En su dilatada biografía figura, cómo no, un episodio con el coronel Gadafi. Fue a finales de los ochenta, cuando en compañía del entonces ministro Fernández Ordóñez iban a ser recibidos en Trípoli por el extravagante mandatario. Después de un día entero de espera, la delegación española fue conducida a Bengasi en avión y guiada hasta un lugar indeterminado, donde el dictador les propinó una de sus legendarias peroratas flanqueado por sus ya míticas amazonas. El rocambolesco viaje concluyó en un accidente de tráfico cuando el chófer que los conducía al aeropuerto se perdió de la comitiva oficial.

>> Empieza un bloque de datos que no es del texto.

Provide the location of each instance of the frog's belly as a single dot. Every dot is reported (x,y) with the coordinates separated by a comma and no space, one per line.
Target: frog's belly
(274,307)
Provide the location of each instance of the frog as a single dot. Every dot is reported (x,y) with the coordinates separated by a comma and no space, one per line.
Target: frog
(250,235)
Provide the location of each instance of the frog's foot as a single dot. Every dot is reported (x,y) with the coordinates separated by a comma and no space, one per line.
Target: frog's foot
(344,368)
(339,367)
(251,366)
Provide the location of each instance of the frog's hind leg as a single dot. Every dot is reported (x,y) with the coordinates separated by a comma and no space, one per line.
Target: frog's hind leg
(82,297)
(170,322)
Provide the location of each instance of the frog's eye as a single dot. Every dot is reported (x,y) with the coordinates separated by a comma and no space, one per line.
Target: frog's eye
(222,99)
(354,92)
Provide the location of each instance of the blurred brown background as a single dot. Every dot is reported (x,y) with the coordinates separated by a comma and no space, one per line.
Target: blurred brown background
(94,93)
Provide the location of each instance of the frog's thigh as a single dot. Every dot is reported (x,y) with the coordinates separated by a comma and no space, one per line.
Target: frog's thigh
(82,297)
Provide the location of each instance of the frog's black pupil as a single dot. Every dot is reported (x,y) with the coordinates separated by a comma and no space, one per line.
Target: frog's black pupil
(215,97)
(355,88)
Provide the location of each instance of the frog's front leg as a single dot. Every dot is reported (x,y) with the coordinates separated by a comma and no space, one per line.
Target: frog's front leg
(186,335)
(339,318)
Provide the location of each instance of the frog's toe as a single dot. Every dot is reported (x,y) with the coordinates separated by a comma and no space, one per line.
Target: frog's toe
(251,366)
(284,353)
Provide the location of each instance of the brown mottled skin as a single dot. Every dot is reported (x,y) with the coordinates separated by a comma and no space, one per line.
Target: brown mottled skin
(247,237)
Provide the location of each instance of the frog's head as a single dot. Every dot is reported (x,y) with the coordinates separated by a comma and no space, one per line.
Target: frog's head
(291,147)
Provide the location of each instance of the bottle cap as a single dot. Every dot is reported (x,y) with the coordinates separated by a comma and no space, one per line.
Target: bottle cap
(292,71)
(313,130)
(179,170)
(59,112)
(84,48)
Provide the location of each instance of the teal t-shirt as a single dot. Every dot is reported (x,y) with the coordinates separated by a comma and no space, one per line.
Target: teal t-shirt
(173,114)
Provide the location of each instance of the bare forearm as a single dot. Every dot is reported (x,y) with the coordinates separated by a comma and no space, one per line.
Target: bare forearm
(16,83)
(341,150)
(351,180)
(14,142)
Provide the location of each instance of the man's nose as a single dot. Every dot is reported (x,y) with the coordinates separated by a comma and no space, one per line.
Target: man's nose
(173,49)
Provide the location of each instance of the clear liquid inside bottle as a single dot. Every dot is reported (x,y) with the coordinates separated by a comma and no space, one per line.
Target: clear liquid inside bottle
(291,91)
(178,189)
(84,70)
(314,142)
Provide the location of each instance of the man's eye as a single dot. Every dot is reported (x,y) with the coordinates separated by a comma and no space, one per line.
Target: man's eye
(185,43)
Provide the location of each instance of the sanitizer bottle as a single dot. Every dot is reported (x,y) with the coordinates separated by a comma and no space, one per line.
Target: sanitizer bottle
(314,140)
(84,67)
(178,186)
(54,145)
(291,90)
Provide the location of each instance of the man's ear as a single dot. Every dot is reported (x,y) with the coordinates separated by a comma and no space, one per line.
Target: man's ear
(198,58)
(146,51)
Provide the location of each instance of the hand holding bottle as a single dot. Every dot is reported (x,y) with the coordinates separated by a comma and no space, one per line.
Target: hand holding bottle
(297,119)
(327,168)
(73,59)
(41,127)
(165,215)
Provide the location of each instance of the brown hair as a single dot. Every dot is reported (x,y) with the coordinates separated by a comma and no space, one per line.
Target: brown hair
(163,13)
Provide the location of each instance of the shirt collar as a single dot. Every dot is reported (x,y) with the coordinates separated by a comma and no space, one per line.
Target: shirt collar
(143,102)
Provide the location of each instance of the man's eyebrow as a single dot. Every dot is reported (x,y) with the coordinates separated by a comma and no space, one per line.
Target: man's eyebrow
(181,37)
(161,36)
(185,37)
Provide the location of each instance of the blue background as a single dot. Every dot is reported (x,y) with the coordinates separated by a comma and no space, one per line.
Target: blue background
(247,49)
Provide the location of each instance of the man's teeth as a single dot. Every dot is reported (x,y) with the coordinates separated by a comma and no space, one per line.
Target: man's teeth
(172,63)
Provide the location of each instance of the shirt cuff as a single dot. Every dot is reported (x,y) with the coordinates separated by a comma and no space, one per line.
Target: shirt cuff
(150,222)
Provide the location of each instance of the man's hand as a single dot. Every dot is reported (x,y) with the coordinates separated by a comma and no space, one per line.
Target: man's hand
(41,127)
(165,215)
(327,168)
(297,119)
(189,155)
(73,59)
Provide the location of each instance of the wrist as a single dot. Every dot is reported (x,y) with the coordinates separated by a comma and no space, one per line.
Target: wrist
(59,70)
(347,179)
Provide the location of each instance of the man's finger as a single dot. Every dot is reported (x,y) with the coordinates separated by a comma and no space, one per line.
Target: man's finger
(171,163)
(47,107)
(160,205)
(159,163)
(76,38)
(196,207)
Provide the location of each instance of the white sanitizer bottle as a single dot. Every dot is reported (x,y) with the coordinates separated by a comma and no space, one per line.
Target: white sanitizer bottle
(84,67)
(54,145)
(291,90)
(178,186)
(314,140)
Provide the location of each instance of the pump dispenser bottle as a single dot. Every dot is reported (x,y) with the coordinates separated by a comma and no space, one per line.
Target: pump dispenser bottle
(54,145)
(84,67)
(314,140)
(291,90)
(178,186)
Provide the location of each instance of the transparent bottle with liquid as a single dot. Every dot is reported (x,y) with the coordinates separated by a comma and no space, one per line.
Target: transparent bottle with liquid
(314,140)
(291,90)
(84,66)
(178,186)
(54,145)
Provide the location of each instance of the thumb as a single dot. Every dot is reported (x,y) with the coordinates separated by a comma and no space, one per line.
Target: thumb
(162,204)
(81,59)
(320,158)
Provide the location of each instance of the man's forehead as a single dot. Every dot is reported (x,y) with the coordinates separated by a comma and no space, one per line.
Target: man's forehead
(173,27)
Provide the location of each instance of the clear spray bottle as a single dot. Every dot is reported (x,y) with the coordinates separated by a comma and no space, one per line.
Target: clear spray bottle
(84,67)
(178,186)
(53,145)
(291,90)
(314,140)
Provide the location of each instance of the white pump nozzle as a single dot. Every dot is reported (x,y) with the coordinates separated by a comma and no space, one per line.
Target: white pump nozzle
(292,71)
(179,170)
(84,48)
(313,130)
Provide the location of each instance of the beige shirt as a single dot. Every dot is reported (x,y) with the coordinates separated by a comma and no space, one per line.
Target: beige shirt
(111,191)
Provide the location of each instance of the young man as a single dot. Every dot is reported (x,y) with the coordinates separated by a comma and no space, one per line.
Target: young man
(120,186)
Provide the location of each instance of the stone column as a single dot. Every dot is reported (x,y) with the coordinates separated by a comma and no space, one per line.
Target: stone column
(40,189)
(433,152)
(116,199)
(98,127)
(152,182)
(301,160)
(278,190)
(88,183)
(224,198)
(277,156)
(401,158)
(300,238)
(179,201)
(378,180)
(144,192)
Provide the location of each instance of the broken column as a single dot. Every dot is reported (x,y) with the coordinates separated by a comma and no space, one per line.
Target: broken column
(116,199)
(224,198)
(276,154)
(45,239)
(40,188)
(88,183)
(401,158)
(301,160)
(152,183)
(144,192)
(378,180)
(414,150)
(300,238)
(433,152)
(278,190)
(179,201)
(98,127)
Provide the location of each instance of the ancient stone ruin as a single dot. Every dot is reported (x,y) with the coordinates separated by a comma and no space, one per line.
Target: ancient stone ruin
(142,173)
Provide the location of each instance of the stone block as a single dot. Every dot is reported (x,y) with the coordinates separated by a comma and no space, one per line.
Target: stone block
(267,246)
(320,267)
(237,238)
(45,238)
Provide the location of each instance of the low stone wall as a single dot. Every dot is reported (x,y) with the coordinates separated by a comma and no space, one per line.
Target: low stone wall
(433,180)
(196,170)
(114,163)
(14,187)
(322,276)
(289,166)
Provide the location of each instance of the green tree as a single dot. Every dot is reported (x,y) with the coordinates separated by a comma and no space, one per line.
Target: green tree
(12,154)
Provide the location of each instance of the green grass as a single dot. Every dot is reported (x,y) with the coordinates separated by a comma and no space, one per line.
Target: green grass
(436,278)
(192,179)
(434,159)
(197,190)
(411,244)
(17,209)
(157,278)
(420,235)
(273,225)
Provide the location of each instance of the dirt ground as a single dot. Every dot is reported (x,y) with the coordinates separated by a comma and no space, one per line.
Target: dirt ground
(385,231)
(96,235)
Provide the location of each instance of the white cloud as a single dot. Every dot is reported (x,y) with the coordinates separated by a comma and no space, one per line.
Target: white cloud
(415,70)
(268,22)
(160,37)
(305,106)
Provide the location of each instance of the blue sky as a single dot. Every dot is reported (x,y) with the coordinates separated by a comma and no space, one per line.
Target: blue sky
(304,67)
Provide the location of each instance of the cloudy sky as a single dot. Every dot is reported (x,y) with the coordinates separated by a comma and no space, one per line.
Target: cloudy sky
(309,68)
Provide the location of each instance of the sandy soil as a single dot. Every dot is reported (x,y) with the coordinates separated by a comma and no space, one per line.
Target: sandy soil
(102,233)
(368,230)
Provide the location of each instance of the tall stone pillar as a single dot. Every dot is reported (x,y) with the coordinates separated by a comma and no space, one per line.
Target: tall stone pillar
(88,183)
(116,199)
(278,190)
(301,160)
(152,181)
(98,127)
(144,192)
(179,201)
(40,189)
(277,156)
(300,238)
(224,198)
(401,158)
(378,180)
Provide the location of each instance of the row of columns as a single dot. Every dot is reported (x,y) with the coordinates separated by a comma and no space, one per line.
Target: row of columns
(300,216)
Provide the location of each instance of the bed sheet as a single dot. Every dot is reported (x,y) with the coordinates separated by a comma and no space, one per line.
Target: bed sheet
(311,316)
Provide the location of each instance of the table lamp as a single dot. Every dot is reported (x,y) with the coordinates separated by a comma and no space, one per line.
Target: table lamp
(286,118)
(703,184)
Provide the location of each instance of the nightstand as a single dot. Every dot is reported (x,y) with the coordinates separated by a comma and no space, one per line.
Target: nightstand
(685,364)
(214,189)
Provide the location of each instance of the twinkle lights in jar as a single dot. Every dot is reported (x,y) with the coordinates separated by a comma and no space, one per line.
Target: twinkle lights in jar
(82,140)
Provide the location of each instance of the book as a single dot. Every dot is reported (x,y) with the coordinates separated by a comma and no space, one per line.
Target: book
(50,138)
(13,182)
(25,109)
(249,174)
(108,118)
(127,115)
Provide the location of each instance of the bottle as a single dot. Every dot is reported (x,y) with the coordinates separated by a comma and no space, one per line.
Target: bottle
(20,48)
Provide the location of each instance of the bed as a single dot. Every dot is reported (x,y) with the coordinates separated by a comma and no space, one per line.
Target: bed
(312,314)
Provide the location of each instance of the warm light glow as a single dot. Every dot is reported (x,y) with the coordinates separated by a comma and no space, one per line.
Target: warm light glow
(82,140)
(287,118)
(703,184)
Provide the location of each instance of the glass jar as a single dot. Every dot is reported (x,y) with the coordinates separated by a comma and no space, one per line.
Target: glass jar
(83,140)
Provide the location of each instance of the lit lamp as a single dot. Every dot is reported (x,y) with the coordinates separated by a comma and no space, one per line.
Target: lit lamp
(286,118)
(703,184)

—¿Qué hay tras la primavera árabe?
—Sin duda, una voluntad de cambio. Otra cosa es quién la vaya a capitalizar.
—¿Un embajador es un señor que va a muchos cócteles?
—En un país con cien embajadas, por ejemplo, hay cien fiestas nacionales y, por tanto, cien cócteles a los que tienes que asistir. Los cócteles, digámoslo claro, son una pesadez. Pero no tienes más remedio que asistir.
—¿Qué país le deslumbró?
—Probablemente la India. Es un país extraordinario, con inmensas bolsas de pobreza y también de tecnología punta. Pero es una democracia y un país de diálogo. Te impacta por esa mezcla de tradición que, a primera vista, es negativa pero aceptada.
—¿Choque o Alianza de Civilizaciones?
—Más que alianza sería cooperación pacífica entre los distintos espacios religiosos y culturales. En todo caso, entre choque y alianza siempre alianza.
—¿Qué encontró en el mundo que no encontrara en Cabra?
—Muchas cosas. Pero una de las cosas que da idea del cambio profundo de España es que hoy en un pueblo como éste encuentras casi lo mismo que en la ciudad.
—¿Se lleva muchos secretos de Estado a la jubilación?
—Pues no. Pero la jubilación, si se llega con salud, es un estado magnífico. Perfecto.